Until recently, this level of insight was limited to experts at synchrotron light sources. But since launching in 2015, easyXAFS has revolutionized access by engineering benchtop XAFS instruments that match the energy resolution of synchrotrons—without the logistical and financial barriers.


From Expert Method to Everyday Analysis


easyXAFS instruments and XAFS On Demand services deliver:

  • Bulk-sensitive analysis under ambient conditions

  • Minimal sample preparation requirements

  • Quantitative oxidation state and local structure data

  • Integration into routine R&D, QA, and failure analysis workflows


Today, over 100 easyXAFS spectrometers are installed around the world. This technology, built on decades of refinement in x-ray sources, crystal optics, and detectors, is robust, reproducible, and fully suited for high-throughput, analytical environments.


We're also advancing toward standardized, push-button test methods, tailored to customer-specific figures of merit—further accelerating the time from discovery to deployment.


Transforming Catalyst Development


Catalyst discovery is not merely the business of every chemical manufacturer, but big business in its own right. For instance, a breakthrough hydroprocessing product can result in billions of dollars of future revenue for just the catalyst, with added revenue opportunities for process optimization services or the sale of dedicated reactors incorporating the new intellectual property.


Modern laboratory XAFS is no longer a niche technique.

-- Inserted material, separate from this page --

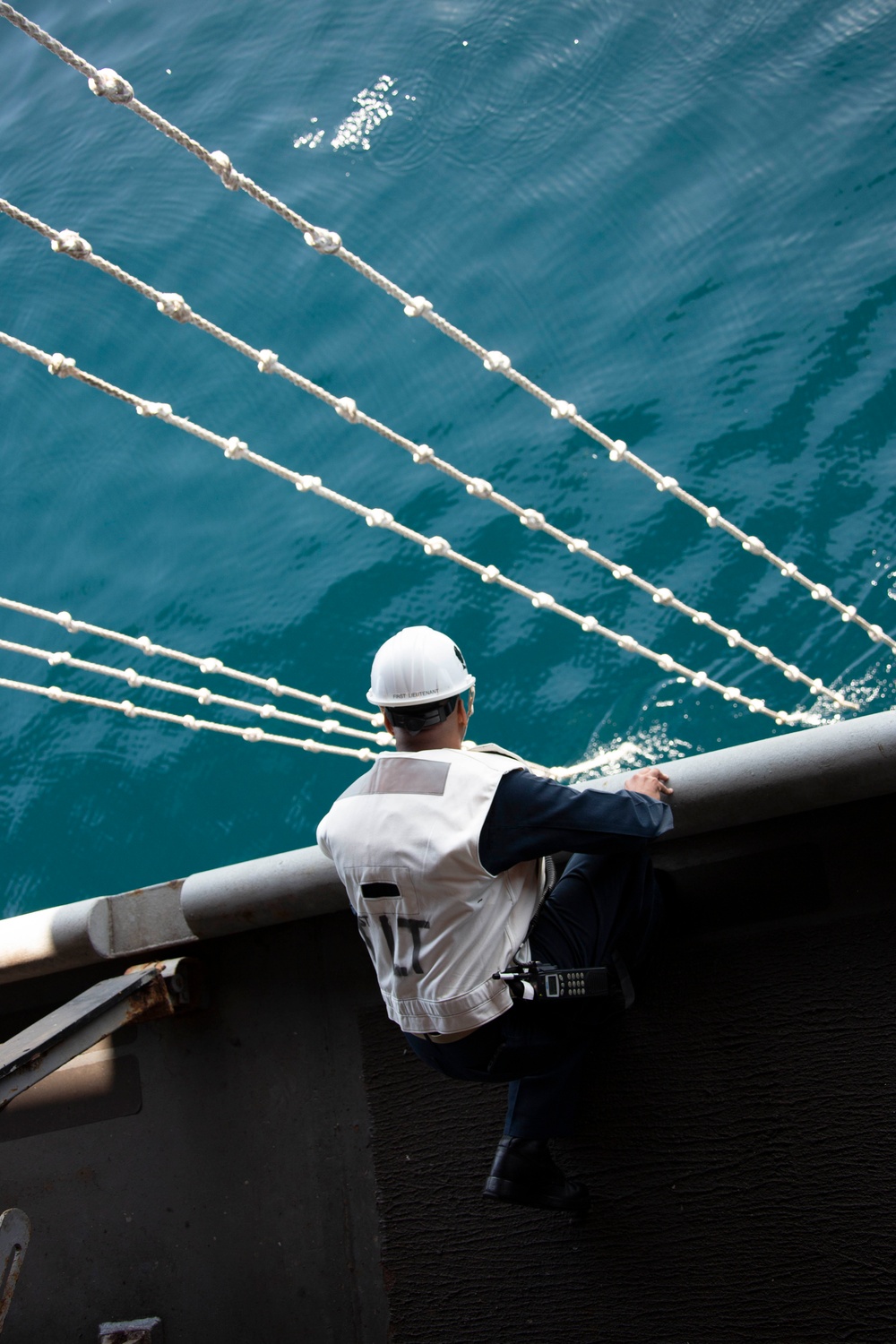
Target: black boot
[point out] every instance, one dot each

It is a mainstream, scalable analytical solution that provides critical data for:


  • Accelerating discovery of new catalyst materials

  • Supporting stronger IP claims with detailed structural evidence

  • Enabling reproducible manufacturing and quality control

  • Improving failure analysis and lifetime prediction


As catalyst development becomes increasingly complex and competitive, easyXAFS delivers the tools to keep pace—empowering R&D teams with synchrotron-level insights at the speed and accessibility of the lab bench.